Sampai malam hari April tidak keluar dari kamarnya. Gadis itu melewatkan makan malamnya. Devina yang hendak membawakan makan malam untuk April dicegah oleh Pras. Ia mengambil alih nampan berisi makan malam untuk April dan segera menuju kamar adiknya.
Tanpa mengetuk pintu, Pras langsung masuk ke kamar April. Mengingat cerita mamanya tentang April yang pulang dengan wajah murung, tak mengherankan saat ia tidak menemukan April di kamarnya. Maka, setelah menyimpan nampan berisi makanan di nakas, Pras langsung menuju kearah pintu balkon yang terbuka lebar. Disana, Pras menemukan adiknya duduk berselonjor dikursi dengan tatapan kosong. Pakaiannya masih seragam sekolahnya. Itu berarti adiknya sudah disini sejak pulang kerumah.
Pras mendekat, berlutut didepan April. Tangannya meraih sepatu April lalu melepasnya satu persatu, begitu pula dengan kaos kakinya. Setelah itu, Pras menatap April.
"Lo mau mandi sendiri atau gue mandiin."
Usai Pras mengatakan itu, tak butuh waktu lama bagi April untuk bangkit berjalan kekamar mandi. Sementara Pras menyimpan sepatu April dan menutup pintu balkon. Kemudian menunggu adiknya selesai mandi di kasur. Tapi hampir satu jam Pras menunggu dan April belum keluar juga.
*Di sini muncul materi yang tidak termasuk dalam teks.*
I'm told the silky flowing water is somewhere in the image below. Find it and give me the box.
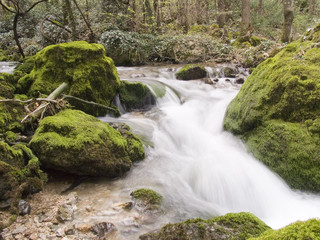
[0,62,320,239]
"Kalau lo enggak keluar, gue dobrak pintunya."
Pras mulai menghitung, tidak sampai hitungan ketiga April sudah membuka pintu kamar mandi. Wajah April tidak lebih baik bahkan setelah mandi. Mengabaikan Pras, April memakai pakaiannya lalu duduk di kasur.
Pras menyusul April dan duduk disamping Adiknya. "Ini ada hubungannya sama Rian, kan?"
April menarik nafas sebelum menjawab, "Sekarang gue tahu, gue bukan perioritas nya bang. Gue bahkan nggak lebih penting dari mantannya."
Pras diam, belum menanggapi. Perihal Manda yang tinggal di apartemen Rian sudah ia ketahui. Tapi sengaja ia tidak memberitahukan hal itu kepada April. Karena toh, selama dua bulan ini, Rian tinggal dirumahnya. Jadi tidak ada yang perlu dikhawatirkan.
"Lo tahu kan bang?"
Dan Pras tidak bisa berbohong, maka lelaki itu menganggukan kepalanya. Dan April tertawa miris sebagai tanggapan.
"Hampir seharian gue khawatir sama Rian, tapi lo tahu bang? Dia sibuk mengkhawatirkan mantannya itu. Dia bahkan nggak berusaha menjelaskan apapun sama gue. Dia emang nelfon gue, tapi hanya sebatas itu. Dia nggak lari ngejar gue, kayak waktu dia lari disekolah saat dapet telepon mantannya. ekspresi nya mungkin kaget, tapi yaudah cuma itu."
April mengambil segelas air yang dibawakan oleh Pras. "Dia mungkin pacar gue bang, tapi perioritasnya masih mantannya itu."
Pras tidak tahu harus menjawab apa. Ia tidak bisa berkomentar. Satu sisi ia marah mendengar cerita adiknya. Tapi dilain sisi, ia juga yakin Rian melakukannya karena alasan tertentu. Tujuan pertama Rian tinggal dirumahnya adalah untuk menemani April yang sedang dalam masa penyembuhan, dan untuk menjalani pelatihan. Tapi, tujuan utama Rian adalah untuk menghindari Manda.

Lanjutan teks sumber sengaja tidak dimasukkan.